Published: 5/3/2018 5:12:31 PM
A pair of bills intended to shore up funding for the state’s Division for Children, Youth and Families and mental health services passed the House Thursday – but only after significant reductions from what the Senate had originally approved.
Senate Bills 592 and 590 will go back to the Senate after voice votes in the House. The first, SB 592, would add more than 30 new positions to DCYF, which has been shaken by a pair of high-profile deaths of children under its watch. The bill contains more than $4 million intended to help restore services, reduce workloads and prevent future child fatalities.
SB 590, meanwhile, includes $5.4 million to provide services to cut down on the developmental disability waitlist; currently hundreds in the state are awaiting admissions to program. Half of that would come from federal money.

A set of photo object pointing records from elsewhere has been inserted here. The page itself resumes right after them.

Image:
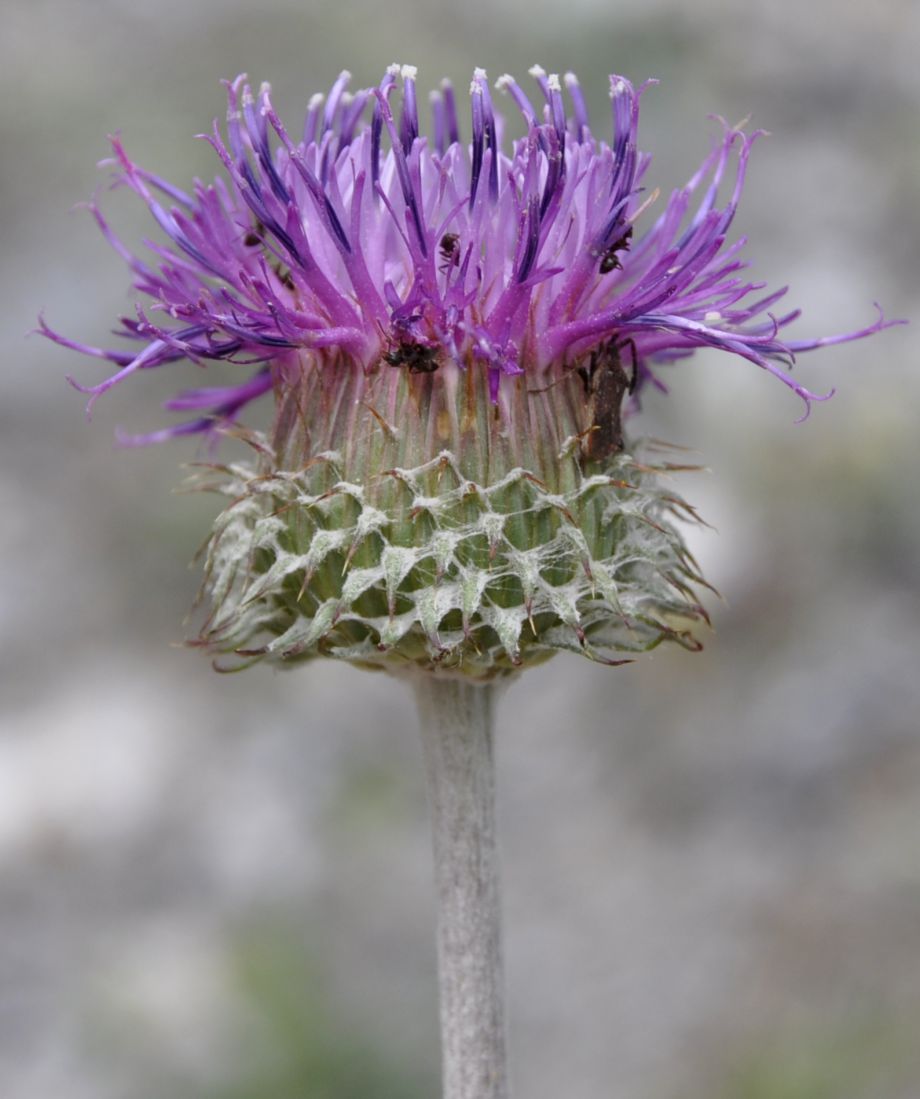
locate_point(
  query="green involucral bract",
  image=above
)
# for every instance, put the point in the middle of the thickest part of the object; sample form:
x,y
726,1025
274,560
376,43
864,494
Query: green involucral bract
x,y
400,519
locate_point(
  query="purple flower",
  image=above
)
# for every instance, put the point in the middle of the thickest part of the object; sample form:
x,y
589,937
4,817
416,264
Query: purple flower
x,y
365,244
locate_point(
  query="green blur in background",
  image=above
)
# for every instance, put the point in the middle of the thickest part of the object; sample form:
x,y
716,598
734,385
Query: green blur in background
x,y
220,887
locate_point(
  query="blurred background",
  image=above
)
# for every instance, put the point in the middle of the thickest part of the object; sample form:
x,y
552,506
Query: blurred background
x,y
220,887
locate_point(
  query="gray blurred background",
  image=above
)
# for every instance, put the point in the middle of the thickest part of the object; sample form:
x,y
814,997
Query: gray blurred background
x,y
220,887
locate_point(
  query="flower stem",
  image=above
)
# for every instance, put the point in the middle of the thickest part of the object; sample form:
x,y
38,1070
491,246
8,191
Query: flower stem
x,y
456,719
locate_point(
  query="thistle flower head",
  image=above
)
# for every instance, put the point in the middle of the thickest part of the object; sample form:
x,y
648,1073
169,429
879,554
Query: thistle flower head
x,y
453,328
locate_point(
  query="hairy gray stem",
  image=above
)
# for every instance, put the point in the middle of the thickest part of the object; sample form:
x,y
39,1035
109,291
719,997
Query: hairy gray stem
x,y
456,719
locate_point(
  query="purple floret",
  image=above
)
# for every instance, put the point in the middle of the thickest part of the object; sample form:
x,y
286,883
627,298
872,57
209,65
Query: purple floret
x,y
365,235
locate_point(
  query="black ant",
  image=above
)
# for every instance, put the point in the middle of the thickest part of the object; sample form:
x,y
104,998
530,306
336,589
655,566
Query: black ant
x,y
606,385
419,358
609,259
449,248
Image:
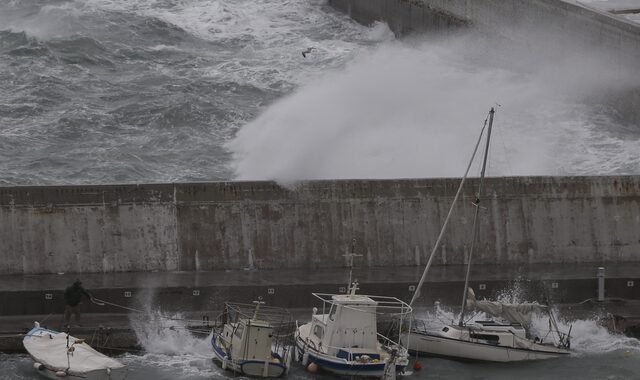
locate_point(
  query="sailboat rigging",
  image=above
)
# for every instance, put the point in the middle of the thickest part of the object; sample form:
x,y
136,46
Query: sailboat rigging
x,y
484,340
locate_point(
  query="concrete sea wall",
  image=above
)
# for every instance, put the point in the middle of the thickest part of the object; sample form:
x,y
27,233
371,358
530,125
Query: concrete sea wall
x,y
261,225
529,23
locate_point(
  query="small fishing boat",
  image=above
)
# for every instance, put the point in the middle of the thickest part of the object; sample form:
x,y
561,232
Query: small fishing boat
x,y
252,340
59,355
344,339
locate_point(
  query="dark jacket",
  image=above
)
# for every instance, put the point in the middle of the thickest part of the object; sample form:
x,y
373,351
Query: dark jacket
x,y
73,294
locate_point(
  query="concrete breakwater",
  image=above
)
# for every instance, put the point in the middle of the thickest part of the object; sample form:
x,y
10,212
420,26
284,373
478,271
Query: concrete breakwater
x,y
261,225
528,23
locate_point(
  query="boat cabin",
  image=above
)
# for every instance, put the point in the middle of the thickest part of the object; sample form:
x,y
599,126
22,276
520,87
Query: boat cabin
x,y
349,329
248,339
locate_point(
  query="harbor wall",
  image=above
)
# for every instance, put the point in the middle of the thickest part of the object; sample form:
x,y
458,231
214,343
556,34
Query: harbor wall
x,y
262,225
533,23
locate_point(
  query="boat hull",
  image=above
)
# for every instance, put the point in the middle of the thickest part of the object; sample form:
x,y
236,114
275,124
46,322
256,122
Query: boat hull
x,y
116,374
49,348
340,366
253,368
434,345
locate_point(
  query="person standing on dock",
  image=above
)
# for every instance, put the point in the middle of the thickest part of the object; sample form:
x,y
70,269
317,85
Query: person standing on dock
x,y
72,298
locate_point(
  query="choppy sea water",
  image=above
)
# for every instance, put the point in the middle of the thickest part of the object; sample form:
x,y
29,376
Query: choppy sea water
x,y
177,354
139,91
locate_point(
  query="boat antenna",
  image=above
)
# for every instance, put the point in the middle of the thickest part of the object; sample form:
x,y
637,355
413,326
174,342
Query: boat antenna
x,y
258,303
476,203
416,294
350,257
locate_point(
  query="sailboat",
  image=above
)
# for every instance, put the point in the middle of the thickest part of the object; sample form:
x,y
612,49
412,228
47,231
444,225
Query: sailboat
x,y
506,339
343,339
251,342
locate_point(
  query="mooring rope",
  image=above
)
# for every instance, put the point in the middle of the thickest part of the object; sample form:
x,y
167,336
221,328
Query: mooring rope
x,y
101,302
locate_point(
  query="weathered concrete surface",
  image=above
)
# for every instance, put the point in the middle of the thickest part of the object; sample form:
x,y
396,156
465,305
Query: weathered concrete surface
x,y
198,296
292,288
529,23
236,225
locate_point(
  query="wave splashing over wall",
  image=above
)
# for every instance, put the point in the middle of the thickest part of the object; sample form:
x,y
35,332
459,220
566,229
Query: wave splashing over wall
x,y
414,109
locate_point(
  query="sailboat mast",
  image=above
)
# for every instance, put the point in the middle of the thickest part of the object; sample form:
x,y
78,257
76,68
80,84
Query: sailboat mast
x,y
475,218
416,294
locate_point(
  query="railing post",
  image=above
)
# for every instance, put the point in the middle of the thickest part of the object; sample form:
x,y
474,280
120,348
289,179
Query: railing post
x,y
600,276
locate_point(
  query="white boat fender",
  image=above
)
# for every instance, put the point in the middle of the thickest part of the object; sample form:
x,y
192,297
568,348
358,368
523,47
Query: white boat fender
x,y
288,361
312,367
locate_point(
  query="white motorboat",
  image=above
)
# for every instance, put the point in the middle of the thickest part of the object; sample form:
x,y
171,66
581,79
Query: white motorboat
x,y
251,341
343,338
59,355
493,341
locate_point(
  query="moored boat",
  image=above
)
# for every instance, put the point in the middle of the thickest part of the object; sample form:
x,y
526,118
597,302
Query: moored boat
x,y
59,355
507,340
343,339
251,340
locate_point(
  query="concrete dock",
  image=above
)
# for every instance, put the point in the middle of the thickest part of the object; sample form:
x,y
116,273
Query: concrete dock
x,y
190,247
199,296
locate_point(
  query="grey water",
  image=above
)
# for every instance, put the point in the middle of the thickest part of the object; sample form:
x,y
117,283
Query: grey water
x,y
144,91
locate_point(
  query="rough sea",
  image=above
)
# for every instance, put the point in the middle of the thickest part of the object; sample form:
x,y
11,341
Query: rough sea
x,y
156,91
147,91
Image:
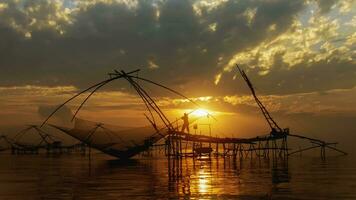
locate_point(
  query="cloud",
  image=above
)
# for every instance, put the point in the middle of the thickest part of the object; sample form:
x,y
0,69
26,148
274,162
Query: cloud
x,y
52,49
63,115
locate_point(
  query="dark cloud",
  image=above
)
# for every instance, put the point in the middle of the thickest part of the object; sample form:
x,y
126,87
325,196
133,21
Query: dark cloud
x,y
63,115
185,45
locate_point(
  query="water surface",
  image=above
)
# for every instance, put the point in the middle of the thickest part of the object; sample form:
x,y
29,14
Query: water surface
x,y
74,177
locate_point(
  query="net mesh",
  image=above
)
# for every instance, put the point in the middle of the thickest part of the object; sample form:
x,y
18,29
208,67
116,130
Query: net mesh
x,y
115,140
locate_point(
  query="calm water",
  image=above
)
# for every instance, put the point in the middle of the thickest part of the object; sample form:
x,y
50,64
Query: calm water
x,y
71,177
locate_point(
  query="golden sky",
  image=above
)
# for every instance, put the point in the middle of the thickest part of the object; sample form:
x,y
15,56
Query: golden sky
x,y
299,54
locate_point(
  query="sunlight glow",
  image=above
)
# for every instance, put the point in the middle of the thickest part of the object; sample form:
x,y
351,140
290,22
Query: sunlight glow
x,y
200,112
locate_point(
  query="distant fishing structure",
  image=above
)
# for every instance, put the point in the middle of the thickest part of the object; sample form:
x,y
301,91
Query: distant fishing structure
x,y
47,142
126,142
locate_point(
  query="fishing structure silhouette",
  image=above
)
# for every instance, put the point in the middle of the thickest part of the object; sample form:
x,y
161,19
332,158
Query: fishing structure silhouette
x,y
177,143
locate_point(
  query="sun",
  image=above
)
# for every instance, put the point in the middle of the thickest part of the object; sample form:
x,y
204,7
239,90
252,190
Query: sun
x,y
200,112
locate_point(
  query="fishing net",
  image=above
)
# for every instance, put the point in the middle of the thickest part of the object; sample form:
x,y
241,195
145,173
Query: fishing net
x,y
118,141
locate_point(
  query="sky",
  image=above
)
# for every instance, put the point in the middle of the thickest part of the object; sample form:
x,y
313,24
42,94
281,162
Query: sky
x,y
300,55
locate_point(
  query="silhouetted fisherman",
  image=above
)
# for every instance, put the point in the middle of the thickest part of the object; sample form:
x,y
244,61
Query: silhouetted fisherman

The bills are intended to address what has been a growing backlog for both family services and mental health care in the state, But many of the funds were reduced from their original intended levels by the House Finance committee. That committee, led by Rep. Neal Kurk, R-Weare, found a unique funding mechanism for both bills: excess revenue from the federal Children’s Health Insurance Program that came through after a congressional spending bill in February.
The bills will head to the Senate, which could vote to concur or force it to a committee of conference if it wanted to negotiate higher funds. Gov. Chris Sununu has expressed strong support for the legislation, praising them in a statement Thursday morning.
“We are making great strides forward, but more work is needed and that is why Senate Bills 590 and 592 are so critical,” he said. “I’m also pleased that we are making critical investments to our foster care system, restoring critical voluntary services for families, reducing the developmental disabilities waitlist and supporting our student loan repayment program.”